Evaluation is another area where the hype tends to fade. Many organisations assess RAG systems by asking whether the answers “look right”. That is not enough. Proper evaluation involves measuring retrieval quality explicitly. Did the correct document appear in the top results? How often does retrieval miss relevant material? How often does the model answer confidently when it should refuse?

Refusal behaviour is fundamental and often neglected

A well-designed RAG system should be able to say, clearly, that the answer is not present in the available documents. In practice, this is hard to achieve. Models are biased towards answering. Without careful prompting and testing, they will fill gaps with plausible text rather than admit uncertainty.

The need for such discipline undercuts one of the more seductive narratives around RAG, the idea that it is a simple add-on that turns a general model into a reliable expert. In reality, RAG pushes responsibility onto the system builder. The model vendor provides a component. The organisation assembles the machinery that determines whether the output is trustworthy.

This shift has broader implications. As artificial intelligence moves into areas such as customer service, healthcare triage and public administration, the line between assistance and authority blurs. A system that cites internal documents can appear official even when it is wrong. Errors can become institutional facts, repeated and reinforced by the very systems designed to prevent them.

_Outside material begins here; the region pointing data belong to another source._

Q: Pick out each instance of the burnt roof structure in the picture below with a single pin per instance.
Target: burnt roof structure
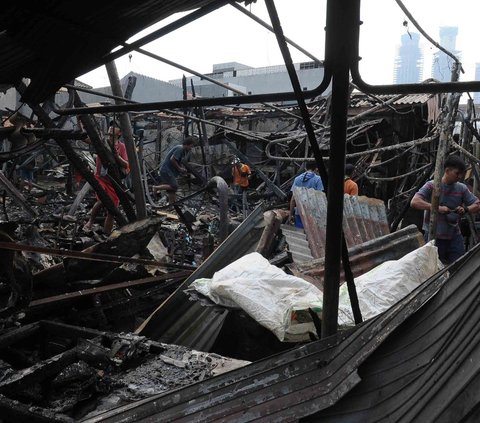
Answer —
(53, 42)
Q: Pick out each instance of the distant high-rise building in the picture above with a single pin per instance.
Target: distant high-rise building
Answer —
(476, 96)
(442, 63)
(409, 61)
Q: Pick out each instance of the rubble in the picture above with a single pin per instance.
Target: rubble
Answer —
(98, 326)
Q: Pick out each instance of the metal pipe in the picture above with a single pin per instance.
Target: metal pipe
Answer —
(343, 18)
(222, 190)
(335, 224)
(82, 255)
(218, 101)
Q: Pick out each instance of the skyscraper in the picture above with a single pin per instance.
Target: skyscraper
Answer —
(442, 63)
(476, 96)
(409, 61)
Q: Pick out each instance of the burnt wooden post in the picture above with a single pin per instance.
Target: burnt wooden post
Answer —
(342, 25)
(107, 160)
(127, 132)
(446, 128)
(77, 162)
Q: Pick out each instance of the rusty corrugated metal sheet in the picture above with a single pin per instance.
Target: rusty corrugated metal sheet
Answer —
(297, 243)
(416, 362)
(183, 322)
(368, 255)
(361, 100)
(364, 218)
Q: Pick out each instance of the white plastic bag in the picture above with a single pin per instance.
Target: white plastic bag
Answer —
(277, 301)
(388, 283)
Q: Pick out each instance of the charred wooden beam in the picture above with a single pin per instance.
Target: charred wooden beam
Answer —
(69, 296)
(77, 162)
(90, 255)
(16, 195)
(127, 133)
(19, 334)
(106, 157)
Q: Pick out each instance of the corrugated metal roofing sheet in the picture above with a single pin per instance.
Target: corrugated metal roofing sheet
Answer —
(297, 243)
(417, 362)
(362, 100)
(183, 322)
(363, 219)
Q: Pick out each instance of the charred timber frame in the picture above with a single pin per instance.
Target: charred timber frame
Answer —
(341, 49)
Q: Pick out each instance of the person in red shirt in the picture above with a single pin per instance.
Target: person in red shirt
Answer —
(349, 187)
(241, 180)
(241, 174)
(121, 159)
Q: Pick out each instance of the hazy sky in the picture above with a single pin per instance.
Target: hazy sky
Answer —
(227, 35)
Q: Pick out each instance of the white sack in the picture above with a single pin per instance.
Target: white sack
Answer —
(388, 283)
(276, 300)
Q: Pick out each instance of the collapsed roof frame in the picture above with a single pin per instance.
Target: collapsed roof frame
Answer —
(341, 60)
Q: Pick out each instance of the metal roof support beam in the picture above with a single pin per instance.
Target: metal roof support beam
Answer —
(207, 78)
(265, 25)
(335, 244)
(211, 7)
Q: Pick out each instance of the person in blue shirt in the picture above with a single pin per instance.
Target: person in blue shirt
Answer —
(455, 200)
(308, 179)
(172, 166)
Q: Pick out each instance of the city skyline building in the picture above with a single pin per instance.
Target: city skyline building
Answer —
(408, 66)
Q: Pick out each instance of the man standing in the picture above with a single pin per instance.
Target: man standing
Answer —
(172, 166)
(308, 179)
(101, 174)
(350, 187)
(455, 200)
(241, 180)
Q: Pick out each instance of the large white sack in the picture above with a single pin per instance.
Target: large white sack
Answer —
(276, 300)
(388, 283)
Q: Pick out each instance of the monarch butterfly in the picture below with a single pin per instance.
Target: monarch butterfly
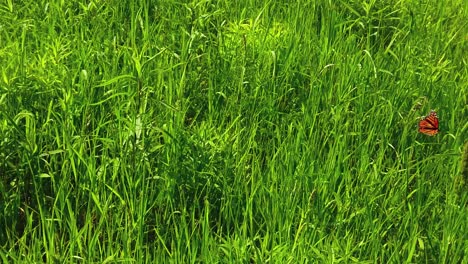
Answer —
(429, 125)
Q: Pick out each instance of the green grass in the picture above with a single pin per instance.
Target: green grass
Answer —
(233, 131)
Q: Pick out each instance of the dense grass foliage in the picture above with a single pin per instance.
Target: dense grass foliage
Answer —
(233, 131)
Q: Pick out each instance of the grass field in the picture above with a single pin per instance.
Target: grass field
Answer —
(233, 131)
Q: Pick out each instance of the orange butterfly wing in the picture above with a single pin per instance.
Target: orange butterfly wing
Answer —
(430, 124)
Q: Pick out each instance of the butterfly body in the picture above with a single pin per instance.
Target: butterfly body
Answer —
(429, 125)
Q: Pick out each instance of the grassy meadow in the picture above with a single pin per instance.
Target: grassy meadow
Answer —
(243, 131)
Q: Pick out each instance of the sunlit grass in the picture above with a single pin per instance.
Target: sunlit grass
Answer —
(232, 132)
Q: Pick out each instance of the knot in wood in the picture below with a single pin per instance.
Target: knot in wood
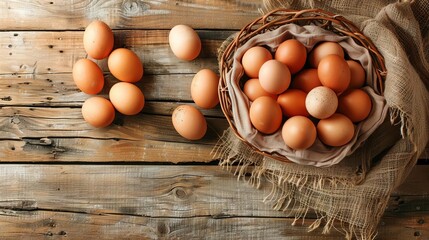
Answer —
(163, 229)
(180, 193)
(132, 8)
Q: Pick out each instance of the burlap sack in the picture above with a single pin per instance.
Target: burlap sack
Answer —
(353, 193)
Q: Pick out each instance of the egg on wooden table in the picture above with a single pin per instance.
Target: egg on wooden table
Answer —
(98, 40)
(189, 122)
(98, 112)
(204, 89)
(184, 42)
(88, 76)
(127, 98)
(125, 65)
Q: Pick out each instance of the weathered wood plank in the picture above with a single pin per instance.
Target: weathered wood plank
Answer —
(151, 201)
(131, 14)
(151, 190)
(24, 122)
(60, 134)
(60, 89)
(43, 134)
(55, 52)
(36, 225)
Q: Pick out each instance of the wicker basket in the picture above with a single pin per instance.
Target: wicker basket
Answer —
(279, 17)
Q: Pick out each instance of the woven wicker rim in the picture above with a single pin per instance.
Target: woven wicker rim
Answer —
(276, 18)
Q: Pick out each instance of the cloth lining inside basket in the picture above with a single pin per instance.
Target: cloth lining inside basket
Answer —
(319, 154)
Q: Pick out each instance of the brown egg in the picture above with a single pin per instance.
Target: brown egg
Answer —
(88, 76)
(98, 112)
(274, 77)
(292, 103)
(125, 65)
(334, 72)
(253, 59)
(127, 98)
(355, 104)
(189, 122)
(306, 80)
(292, 53)
(266, 115)
(357, 74)
(321, 102)
(299, 132)
(184, 42)
(204, 88)
(252, 88)
(336, 130)
(322, 50)
(98, 40)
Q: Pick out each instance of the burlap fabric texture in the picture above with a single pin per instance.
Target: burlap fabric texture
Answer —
(350, 193)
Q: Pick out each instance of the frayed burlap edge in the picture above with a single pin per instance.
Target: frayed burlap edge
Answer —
(251, 167)
(285, 188)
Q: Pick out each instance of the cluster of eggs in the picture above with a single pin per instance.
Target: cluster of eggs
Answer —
(125, 65)
(308, 97)
(187, 120)
(122, 63)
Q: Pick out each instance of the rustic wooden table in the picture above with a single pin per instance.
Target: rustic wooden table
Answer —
(137, 179)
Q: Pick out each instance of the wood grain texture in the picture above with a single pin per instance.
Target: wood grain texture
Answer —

There is also a cultural dimension

RAG encourages a document-centric view of knowledge. If something is not written down, it is invisible. If it is written down badly, the system will faithfully reproduce that badness. In this sense, RAG inherits all the biases, omissions and ambiguities of organisational paperwork.

None of this makes RAG useless. On the contrary, it is one of the most promising techniques for making AI systems more accountable. It allows users to see what a model is relying on. It enables rapid updates without retraining. It offers a path away from pure statistical guesswork.

But it does demand realism. RAG is not a truth machine. It is a retrieval and synthesis pipeline with failure modes that are easier to miss precisely because the outputs look polished.

The most responsible deployments acknowledge this openly. They expose citations clearly. They allow users to inspect sources. They invest in testing, monitoring and red-teaming. They treat silence, the ability to say “I do not know”, as a success condition rather than a defect.

In that sense, RAG is less a breakthrough than a mirror. It reflects the quality of the systems and processes built around it. Where documents are well maintained, permissions are clear and evaluation is rigorous, it can meaningfully reduce error. Where those foundations are weak, it can amplify confusion while projecting confidence.

Deeper lessons

The deeper lesson is that accuracy in artificial intelligence is not something you buy off the shelf. It is something you engineer, maintain and govern. RAG does not change that. It simply makes the responsibility harder to ignore.